Limitations of the current study include the use of one cell line and focused drug doses. Additional in vitro data is important to better characterize the temporal dependence of the synergy between the two drugs by looking at more combinations. Moreover, this should be investigated in multiple HER2+ cell lines to define ranges of the effectiveness of the two drugs for varying levels of HER2 expression. Due to the fact that patient-to-patient variability of synergistic, additive, or antagonistic effect response is likely due to the diverse genetic population35 the response of various HER2+ cell lines must be characterized to design the model to have the ability to handle heterogeneity. More in vitro data is required to better characterize the synergy between the two drugs if these drug regimens are to be optimized.
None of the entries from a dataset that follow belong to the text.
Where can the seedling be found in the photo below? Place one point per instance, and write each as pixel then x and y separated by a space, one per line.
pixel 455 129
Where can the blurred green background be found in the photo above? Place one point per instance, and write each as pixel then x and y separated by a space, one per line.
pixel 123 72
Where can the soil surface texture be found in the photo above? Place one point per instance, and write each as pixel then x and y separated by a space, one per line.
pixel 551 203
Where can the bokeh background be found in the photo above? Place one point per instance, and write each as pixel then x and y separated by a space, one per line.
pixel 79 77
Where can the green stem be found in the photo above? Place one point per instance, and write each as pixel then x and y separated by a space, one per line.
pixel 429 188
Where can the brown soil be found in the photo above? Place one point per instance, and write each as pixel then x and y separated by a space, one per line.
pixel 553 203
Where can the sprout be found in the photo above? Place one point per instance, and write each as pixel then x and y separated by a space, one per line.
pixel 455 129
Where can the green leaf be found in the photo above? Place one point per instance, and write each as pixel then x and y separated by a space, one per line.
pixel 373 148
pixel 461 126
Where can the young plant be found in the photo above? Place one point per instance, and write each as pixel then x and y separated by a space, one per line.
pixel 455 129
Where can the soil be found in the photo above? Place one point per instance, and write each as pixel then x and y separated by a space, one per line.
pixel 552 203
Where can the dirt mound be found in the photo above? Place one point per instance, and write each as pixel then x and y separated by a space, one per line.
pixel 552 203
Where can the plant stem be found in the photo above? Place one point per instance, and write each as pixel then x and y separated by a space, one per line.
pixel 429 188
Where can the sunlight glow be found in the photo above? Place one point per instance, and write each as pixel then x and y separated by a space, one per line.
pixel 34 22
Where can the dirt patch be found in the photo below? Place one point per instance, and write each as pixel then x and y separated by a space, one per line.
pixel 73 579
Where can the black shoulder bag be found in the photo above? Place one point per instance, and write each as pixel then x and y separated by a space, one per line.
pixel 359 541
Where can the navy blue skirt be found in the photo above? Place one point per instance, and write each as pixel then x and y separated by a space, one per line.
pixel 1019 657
The mathematical model introduced here could be used to generate optimal therapy combinations (testing limitless paclitaxel-trastuzumab regimens in silico). However, results from additional dosing regimens and timings of drug combinations would both guide and restrict the model to have more accurate predictions and parameter estimates by leveraging additional data. Further, with additional data, detailed uncertainty quantification studies comparing the model simulations to the data are merited. With the uncertainty results and a larger parameter space to explore, variance-based global sensitivity analysis techniques can be applied to determine any potential interacting effects of parameters that may affect calibration results. Also, data relating to the uptake and binding of paclitaxel and trastuzumab, respectively, will further inform the mathematical model’s calibrations reducing the uncertainty in the results. Finally, this work is based on an in vitro experimental design, and future work will be needed to validate these synergistic dynamics in vivo to include (for example) interactions between the tumor cells and the microenvironment for translational impact15,36.

The in vitro evidence presented here provides a justification for future study of the interactions and temporal dependencies of cytotoxic and targeted drug synergy. Additionally, with a mathematical model we can begin to explore the intricacies of trastuzumab-paclitaxel combination effects and the enumerable potential regimens for the two drugs. We have presented a simple example of how experimental investigations supported by mathematical models can generate experimentally-testable hypotheses, and by fortifying such a framework, a mathematical model can eventually be used to optimize regimens for combination therapy. Furthermore, a future direction of this work is to couple the cellular scale model presented here to a tissue scale mathematical model—developed from in vivo pre-clinical studies in mice36—to leverage the in vitro data to predict the outcomes of combination therapy in vivo. This is an important step for future clinical translation to provide temporal guidance of standard-of-care, combination therapies—potentially leading to significantly improved anticancer response in HER2+ breast cancer.